Elias shook his head, pushing back the lingering nausea. "No. The process wasn't Mana-intensive. It was purely informational. It cost me… memory."

He glanced at the terminal screen, which was now displaying their ascent trajectory. He looked at the vast, indigo curve of the Earth outside the viewport. And for a terrifying moment, Elias couldn't remember his own name. He couldn't recall the address of his old apartment. The raw data of his personal life had been overwritten by the G-force survival protocol.

His mind immediately reversed the data flow, recovering the memory fragments. Elias Vance. 16 years old. Neo-Kyoto Sector 3.

"The cost of Instant Comprehension isn't physical Mana exhaustion," Elias explained, clutching the console. "It's cognitive load. To run the calculations, my mind prioritizes. I can access any information, but the sheer computational cost sometimes requires data deletion of non-essential personal information to make room for the answer."

He had literally paid for his survival with pieces of his past.

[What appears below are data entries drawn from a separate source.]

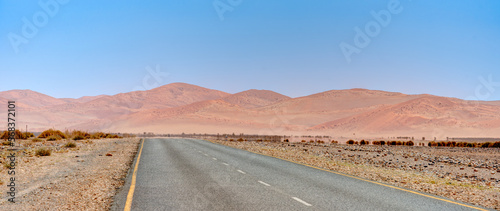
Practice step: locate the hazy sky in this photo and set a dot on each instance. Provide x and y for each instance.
(294, 47)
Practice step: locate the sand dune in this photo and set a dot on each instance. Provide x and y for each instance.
(180, 107)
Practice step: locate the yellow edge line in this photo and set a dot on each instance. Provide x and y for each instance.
(370, 181)
(130, 196)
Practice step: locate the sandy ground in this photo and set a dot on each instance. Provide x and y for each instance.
(82, 178)
(470, 175)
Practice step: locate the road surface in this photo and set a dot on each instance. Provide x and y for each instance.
(187, 174)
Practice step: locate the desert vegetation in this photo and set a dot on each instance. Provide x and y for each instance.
(61, 172)
(463, 144)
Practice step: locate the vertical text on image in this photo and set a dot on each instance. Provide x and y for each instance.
(11, 124)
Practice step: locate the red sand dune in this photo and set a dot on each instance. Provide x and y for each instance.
(180, 107)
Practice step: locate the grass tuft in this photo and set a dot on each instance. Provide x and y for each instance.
(43, 152)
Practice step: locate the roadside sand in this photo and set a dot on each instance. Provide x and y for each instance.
(80, 178)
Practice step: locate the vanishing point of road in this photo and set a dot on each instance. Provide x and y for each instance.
(188, 174)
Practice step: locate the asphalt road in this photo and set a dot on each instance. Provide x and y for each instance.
(185, 174)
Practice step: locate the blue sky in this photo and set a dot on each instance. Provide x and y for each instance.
(447, 48)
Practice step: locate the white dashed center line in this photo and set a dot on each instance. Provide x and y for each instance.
(301, 201)
(264, 183)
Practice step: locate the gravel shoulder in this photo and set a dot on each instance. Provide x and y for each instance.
(85, 177)
(468, 175)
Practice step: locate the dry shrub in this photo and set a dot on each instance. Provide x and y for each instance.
(70, 145)
(36, 140)
(18, 135)
(52, 132)
(54, 138)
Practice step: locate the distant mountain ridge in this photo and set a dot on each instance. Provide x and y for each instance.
(181, 107)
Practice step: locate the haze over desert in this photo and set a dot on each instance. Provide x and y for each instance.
(186, 108)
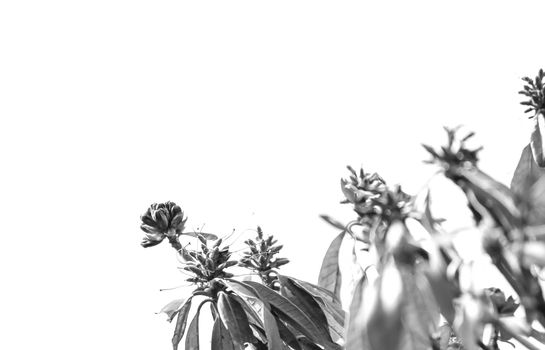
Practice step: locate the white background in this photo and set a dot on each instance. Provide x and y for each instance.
(244, 113)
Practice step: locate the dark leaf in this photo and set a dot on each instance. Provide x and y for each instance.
(537, 141)
(332, 222)
(171, 309)
(290, 311)
(221, 340)
(287, 336)
(305, 302)
(330, 274)
(235, 320)
(181, 323)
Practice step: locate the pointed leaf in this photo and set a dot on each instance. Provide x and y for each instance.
(181, 323)
(305, 302)
(290, 311)
(537, 141)
(171, 309)
(330, 274)
(192, 336)
(221, 340)
(235, 320)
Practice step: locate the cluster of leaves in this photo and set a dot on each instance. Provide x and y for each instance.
(166, 220)
(261, 258)
(278, 313)
(535, 91)
(208, 263)
(421, 273)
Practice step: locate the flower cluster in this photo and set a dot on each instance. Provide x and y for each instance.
(361, 189)
(262, 259)
(535, 91)
(207, 263)
(161, 221)
(455, 153)
(166, 220)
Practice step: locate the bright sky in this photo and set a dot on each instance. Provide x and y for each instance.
(242, 112)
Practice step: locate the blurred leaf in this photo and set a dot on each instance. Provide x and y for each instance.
(384, 323)
(332, 308)
(536, 142)
(483, 191)
(221, 340)
(469, 321)
(171, 309)
(356, 335)
(287, 336)
(534, 253)
(529, 186)
(181, 323)
(235, 320)
(333, 222)
(330, 276)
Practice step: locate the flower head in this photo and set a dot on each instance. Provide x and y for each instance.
(535, 91)
(160, 221)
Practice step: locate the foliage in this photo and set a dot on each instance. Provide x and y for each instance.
(279, 313)
(423, 294)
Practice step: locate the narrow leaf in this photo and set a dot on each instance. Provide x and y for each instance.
(290, 311)
(181, 323)
(221, 340)
(537, 141)
(171, 309)
(330, 274)
(235, 320)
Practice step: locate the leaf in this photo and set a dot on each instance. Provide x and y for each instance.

Seraphina stared at him, chilled. This was a power unlike any other—a power that ate the self to save the world.

"We are approaching the orbital path," Seraphina announced, trying to regain control. "Target is Luminar-1. You have 30 minutes until the Zero-Zone transit window. Prepare the interface patch, Black-I."

Elias nodded, his gaze fixed on the small, spinning speck of the satellite now visible in the immense blackness of space.

"The patch is ready," Elias said, a cold, focused clarity returning. "But I just detected something else. A high-velocity intercept signal. They aren't just firing from the ground. They sent a sleeper agent into orbit hours ago. They are waiting for us."